Washington Democrats wasted no time last week in trying to tie congressional Republicans facing re-election to Donald Trump, now that he’s the presumptive GOP nominee. Their major focus appears to be the Senate, considering they have to win a net total of just four seats to take control.
Democrats will have plenty of soundbites and video clips of Trump talking about Muslims, women, and other sensitive issues. But this could be a difficult path, given the fact that most of the Republicans they will target have offered only tepid support for Trump – or no support at all.
That won’t slow the strategy. “There’s no going back for vulnerable incumbents and candidates who’ve pledged to support Trump,” the Democratic Senatorial Campaign Committee said. “Now they have the herculean task of explaining their own out-of-touch records while running alongside their party’s new standard bearer: a divisive and dangerous personality.”
The group, whose primary role is to help elect and re-elect Democrats to the upper chamber, has targeted five Senate Republicans seeking re-election: New Hampshire’s Kelly Ayotte, Wisconsin’s Ron Johnson, Illinois’ Mark Kirk, Ohio’s Rob Portman, and Pennsylvania’s Pat Toomey.
All five have essentially said they would support the Republican nominee, without naming names or pledging an endorsement.
But the DSCC first turned its attention on Ayotte – considering New Hampshire tilts Democratic in presidential years and polling shows Trump is deeply unpopular among New Hampshire voters, including the independents Ayotte desperately needs to support her.
“Ayotte would let the man who wants to ban Muslims from entering the country, called Mexican immigrants ‘rapists,’ and said women should be punished for having an abortion nominate someone to a lifetime appointment on the Supreme Court,” the group said last Wednesday.
The first-term senator’s race against challenger Maggie Hassan is considered a toss-up according to most political handicappers.
“While Democrat Senate candidates are all too eager to campaign on what they are against, Republicans will continue to lay out their visions to help our country recover from eight years of the Obama economy and get people back to work,” said National Republican Senatorial Committee spokeswoman Alleigh Marre. “There is a reason Democrats aren’t lining up to campaign with Hillary Clinton. She is a toxic candidate whose failed leadership has put the security of our country at risk.”

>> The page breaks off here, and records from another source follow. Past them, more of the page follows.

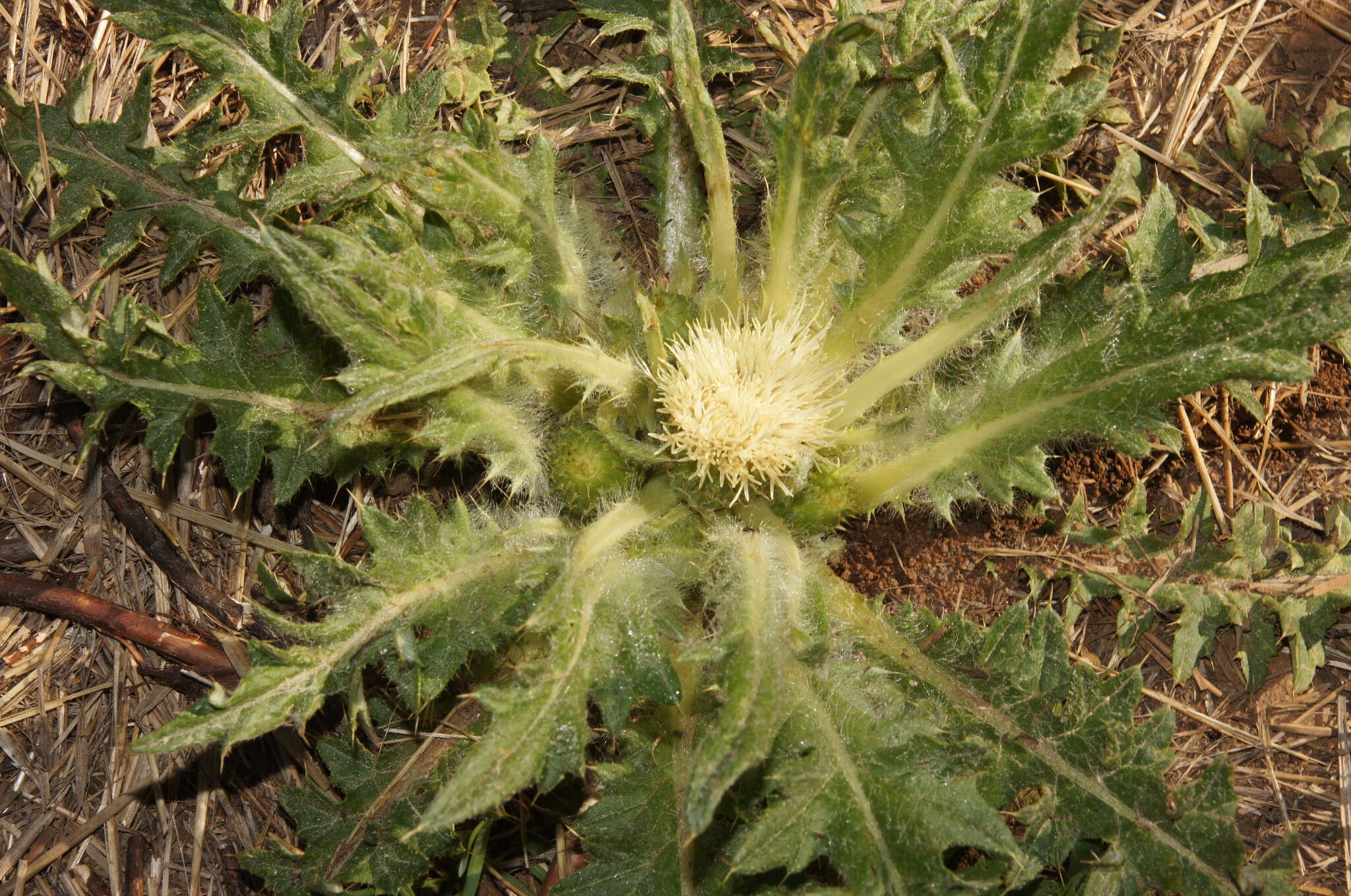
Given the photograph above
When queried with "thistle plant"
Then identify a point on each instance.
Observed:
(649, 605)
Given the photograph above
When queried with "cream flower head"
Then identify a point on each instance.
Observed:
(747, 401)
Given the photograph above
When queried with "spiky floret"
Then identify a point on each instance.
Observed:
(747, 401)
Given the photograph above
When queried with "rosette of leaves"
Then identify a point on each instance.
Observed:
(676, 447)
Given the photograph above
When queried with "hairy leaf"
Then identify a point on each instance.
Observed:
(427, 568)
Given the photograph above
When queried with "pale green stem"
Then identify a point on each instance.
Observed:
(608, 531)
(784, 280)
(856, 328)
(589, 363)
(897, 478)
(711, 148)
(902, 366)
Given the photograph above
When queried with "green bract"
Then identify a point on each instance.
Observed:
(677, 447)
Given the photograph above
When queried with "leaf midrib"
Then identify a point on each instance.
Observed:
(902, 651)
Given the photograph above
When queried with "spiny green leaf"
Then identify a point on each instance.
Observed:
(764, 594)
(1115, 382)
(270, 393)
(1258, 580)
(383, 857)
(433, 568)
(110, 161)
(1069, 749)
(603, 606)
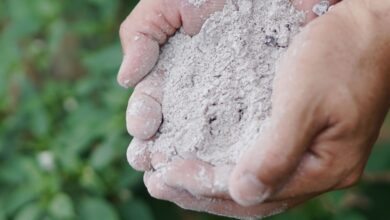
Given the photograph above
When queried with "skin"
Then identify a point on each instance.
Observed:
(334, 79)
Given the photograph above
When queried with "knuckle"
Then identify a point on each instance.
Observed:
(351, 180)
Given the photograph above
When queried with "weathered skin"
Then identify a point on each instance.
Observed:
(337, 93)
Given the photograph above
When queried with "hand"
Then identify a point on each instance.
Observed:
(306, 156)
(331, 95)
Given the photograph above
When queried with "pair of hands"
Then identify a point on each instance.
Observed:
(330, 98)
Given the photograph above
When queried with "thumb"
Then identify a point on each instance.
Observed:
(149, 26)
(266, 166)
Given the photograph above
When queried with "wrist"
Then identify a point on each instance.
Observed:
(372, 21)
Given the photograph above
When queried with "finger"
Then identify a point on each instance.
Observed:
(307, 7)
(198, 178)
(149, 25)
(144, 115)
(138, 155)
(268, 163)
(315, 175)
(159, 190)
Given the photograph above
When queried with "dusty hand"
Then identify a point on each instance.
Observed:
(326, 134)
(331, 96)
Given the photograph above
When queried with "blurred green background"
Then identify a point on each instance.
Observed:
(63, 137)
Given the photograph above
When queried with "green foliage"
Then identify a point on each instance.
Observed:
(63, 137)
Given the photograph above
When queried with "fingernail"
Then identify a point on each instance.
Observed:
(250, 191)
(123, 81)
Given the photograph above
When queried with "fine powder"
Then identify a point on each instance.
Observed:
(218, 84)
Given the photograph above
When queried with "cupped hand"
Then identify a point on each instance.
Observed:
(331, 96)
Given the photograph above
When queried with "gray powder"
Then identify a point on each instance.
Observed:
(218, 84)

Republicans have a huge task ahead, in their efforts to keep control of the Senate. They must defend 24 seats this year, compared to just 10 for the Democrats. And seven of the seats the GOP must defend are in states President Obama won twice – Florida, Ohio, New Hampshire, Pennsylvania, Illinois, Wisconsin, and Iowa.
Can the Republicans hold the Senate in 2016? Yes, but it won’t be easy. In nominating Donald Trump for president, they are propping up the easiest target the Democrats have had to shoot at in decades.